I am saddened by the place we find ourselves. White Americans are afraid of Black Americans. Black Americans are afraid of White Americans. Fear outweighing trust. I read a story yesterday of a black man who does not feel comfortable walking through his neighborhood unless he has his daughter with him. With his daughter and their dog, he is seen as a Dad and not a threat. A white man is afraid to walk through a black neighborhood. It’s seen as a dangerous no-go zone for him.
There is a “black neighborhood” very near the neighborhood where I have lived for the past twenty years. I do not go there and shamefully I know no one who lives there. Why is that? It seems this self-segregation has prevented our understanding of others and coming together as a people. Would I be welcome in the Black church around the corner? I don’t know, maybe I should ask.
The problem as I see it, is we don’t know each other. As a result, there is a deep-seated distrust between black and white. The all too familiar stereotypes fill our minds like a moat and close them in as a castle gate. As a white man if I see a group of black youths walking towards me, I immediately am on my guard, distrustful. I don’t like that I feel this way. I have no doubt that they have similar feelings about me. It does not come from hatred it comes from my own ignorance. I have a very strong desire to change this distorted view and come from a place of understanding and compassion.

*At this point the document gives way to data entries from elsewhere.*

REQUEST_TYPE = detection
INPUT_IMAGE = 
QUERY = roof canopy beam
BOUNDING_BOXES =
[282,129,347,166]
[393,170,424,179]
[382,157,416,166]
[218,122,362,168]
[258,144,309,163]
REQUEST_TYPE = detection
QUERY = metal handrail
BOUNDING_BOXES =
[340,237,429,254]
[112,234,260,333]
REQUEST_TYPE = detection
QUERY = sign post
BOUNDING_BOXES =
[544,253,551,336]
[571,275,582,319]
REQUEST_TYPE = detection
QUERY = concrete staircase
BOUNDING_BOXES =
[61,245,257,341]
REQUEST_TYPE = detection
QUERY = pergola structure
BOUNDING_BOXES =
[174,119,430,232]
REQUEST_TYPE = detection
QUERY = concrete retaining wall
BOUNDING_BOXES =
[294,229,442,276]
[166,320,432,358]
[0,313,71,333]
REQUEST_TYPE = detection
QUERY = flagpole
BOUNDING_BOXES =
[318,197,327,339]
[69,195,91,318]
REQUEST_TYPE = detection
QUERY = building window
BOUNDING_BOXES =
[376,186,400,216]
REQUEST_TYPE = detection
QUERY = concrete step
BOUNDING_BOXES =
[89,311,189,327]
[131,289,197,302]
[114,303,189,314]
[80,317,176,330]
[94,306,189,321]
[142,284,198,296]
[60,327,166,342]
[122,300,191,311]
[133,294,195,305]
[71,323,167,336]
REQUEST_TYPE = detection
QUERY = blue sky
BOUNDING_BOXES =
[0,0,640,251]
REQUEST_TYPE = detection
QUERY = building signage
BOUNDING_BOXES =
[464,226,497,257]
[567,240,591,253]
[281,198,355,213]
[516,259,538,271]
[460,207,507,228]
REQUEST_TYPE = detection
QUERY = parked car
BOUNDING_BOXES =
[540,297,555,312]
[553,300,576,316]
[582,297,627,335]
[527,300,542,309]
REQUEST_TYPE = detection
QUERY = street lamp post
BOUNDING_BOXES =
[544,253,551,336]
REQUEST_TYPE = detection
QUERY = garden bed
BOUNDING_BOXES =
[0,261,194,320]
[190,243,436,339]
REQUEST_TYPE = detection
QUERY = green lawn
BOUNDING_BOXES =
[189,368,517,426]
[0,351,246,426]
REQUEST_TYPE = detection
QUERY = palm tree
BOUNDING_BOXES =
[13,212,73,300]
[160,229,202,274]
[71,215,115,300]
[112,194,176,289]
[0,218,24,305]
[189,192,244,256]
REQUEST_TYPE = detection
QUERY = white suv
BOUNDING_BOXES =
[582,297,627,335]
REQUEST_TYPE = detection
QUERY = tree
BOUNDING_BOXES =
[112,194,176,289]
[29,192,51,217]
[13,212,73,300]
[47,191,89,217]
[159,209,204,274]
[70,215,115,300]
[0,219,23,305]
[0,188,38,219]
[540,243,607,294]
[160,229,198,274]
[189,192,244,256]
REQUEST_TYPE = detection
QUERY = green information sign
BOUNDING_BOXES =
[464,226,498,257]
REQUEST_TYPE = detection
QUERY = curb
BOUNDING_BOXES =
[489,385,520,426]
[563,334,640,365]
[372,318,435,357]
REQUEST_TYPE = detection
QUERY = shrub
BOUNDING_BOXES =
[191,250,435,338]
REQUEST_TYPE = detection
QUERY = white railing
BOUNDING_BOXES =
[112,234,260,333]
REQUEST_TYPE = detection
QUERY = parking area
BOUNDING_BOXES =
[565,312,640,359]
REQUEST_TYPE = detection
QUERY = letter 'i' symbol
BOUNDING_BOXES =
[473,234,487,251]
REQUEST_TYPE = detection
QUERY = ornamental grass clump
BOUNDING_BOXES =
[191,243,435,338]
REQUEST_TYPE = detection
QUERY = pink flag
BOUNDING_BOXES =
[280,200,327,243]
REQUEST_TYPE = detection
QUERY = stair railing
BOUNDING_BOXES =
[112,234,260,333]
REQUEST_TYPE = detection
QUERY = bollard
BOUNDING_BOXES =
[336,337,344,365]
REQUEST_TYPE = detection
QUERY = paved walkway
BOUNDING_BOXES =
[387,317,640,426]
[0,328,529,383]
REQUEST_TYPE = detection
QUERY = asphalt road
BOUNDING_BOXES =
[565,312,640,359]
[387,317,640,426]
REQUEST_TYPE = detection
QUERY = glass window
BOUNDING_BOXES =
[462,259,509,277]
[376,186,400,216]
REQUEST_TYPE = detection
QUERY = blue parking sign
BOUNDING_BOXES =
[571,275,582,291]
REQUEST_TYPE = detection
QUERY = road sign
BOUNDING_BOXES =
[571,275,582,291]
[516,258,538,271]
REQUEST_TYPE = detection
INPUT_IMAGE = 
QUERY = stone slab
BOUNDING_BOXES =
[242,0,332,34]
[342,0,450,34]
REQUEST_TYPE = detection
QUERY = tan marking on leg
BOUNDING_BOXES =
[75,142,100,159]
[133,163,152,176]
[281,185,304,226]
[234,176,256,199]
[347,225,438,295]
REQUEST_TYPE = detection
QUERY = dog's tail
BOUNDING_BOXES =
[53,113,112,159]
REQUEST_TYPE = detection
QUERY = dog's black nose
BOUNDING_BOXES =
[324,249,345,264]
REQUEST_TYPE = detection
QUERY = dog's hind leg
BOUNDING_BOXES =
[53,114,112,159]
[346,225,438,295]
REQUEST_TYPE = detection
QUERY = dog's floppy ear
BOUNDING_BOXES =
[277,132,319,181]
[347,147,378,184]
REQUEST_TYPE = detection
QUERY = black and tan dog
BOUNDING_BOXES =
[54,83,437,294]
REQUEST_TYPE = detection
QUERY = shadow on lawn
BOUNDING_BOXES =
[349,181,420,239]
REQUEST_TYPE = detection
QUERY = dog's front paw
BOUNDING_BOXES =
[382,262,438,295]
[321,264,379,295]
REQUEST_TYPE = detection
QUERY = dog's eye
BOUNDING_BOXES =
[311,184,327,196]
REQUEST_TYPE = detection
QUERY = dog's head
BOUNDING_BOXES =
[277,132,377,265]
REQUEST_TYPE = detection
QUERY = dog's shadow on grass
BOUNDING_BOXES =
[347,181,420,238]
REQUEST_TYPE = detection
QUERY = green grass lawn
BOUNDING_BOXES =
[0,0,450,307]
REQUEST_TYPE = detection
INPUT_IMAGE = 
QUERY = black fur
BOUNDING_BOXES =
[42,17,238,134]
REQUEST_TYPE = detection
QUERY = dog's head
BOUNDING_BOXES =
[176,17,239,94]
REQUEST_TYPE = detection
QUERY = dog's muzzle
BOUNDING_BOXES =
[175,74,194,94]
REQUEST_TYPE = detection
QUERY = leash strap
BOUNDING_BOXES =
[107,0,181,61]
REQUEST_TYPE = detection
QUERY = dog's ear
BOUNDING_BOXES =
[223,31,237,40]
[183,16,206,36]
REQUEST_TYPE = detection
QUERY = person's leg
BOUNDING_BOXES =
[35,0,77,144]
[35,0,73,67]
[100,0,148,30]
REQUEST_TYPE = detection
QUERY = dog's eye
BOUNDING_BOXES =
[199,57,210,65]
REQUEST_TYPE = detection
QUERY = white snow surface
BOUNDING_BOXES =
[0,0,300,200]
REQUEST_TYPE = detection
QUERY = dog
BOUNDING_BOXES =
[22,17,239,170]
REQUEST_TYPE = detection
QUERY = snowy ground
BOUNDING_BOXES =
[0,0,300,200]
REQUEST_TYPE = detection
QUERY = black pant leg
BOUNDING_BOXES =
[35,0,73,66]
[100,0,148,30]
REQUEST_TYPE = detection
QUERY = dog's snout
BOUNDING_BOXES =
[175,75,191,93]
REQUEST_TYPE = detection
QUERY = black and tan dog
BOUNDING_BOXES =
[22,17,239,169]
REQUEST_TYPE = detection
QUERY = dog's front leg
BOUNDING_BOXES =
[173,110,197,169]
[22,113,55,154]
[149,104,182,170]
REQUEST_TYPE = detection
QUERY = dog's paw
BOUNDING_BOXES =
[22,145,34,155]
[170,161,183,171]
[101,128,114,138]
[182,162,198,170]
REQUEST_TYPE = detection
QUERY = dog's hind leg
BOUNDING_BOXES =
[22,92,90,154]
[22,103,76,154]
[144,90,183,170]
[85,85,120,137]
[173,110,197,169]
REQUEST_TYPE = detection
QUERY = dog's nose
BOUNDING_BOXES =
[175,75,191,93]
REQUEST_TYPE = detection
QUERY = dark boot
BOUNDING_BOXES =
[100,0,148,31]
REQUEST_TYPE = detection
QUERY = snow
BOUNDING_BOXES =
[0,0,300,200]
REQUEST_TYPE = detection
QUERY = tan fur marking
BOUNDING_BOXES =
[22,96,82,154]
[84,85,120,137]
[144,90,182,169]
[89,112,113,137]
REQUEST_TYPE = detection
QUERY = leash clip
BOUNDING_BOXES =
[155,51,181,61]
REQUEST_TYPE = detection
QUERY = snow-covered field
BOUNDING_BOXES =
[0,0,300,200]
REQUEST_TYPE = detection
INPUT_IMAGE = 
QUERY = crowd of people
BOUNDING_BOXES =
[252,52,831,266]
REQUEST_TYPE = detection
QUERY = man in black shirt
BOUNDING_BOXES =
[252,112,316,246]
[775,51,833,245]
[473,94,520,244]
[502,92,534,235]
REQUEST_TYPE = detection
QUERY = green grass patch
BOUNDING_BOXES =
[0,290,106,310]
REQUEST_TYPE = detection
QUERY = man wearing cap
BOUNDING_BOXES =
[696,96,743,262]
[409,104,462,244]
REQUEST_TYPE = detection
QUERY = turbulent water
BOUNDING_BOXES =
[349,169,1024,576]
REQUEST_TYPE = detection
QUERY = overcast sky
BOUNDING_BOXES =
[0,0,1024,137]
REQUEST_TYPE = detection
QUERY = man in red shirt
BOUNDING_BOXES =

Hatred, anger, fear, and jealousy are born from ignorance. To defeat this ignorance, we must find ways to know one another. It is difficult to hate someone when you work side by side to produce something good and beautiful. It is difficult to hate someone when you celebrate their joys, their family, and their life. It is difficult to hate someone when you share in their loss and cry with them. It is difficult to hate someone when you cook a glorious meal together to share it with your families. Through coming together and sharing our dreams for our children and vision for a better world we will come to know each other as people not as a color.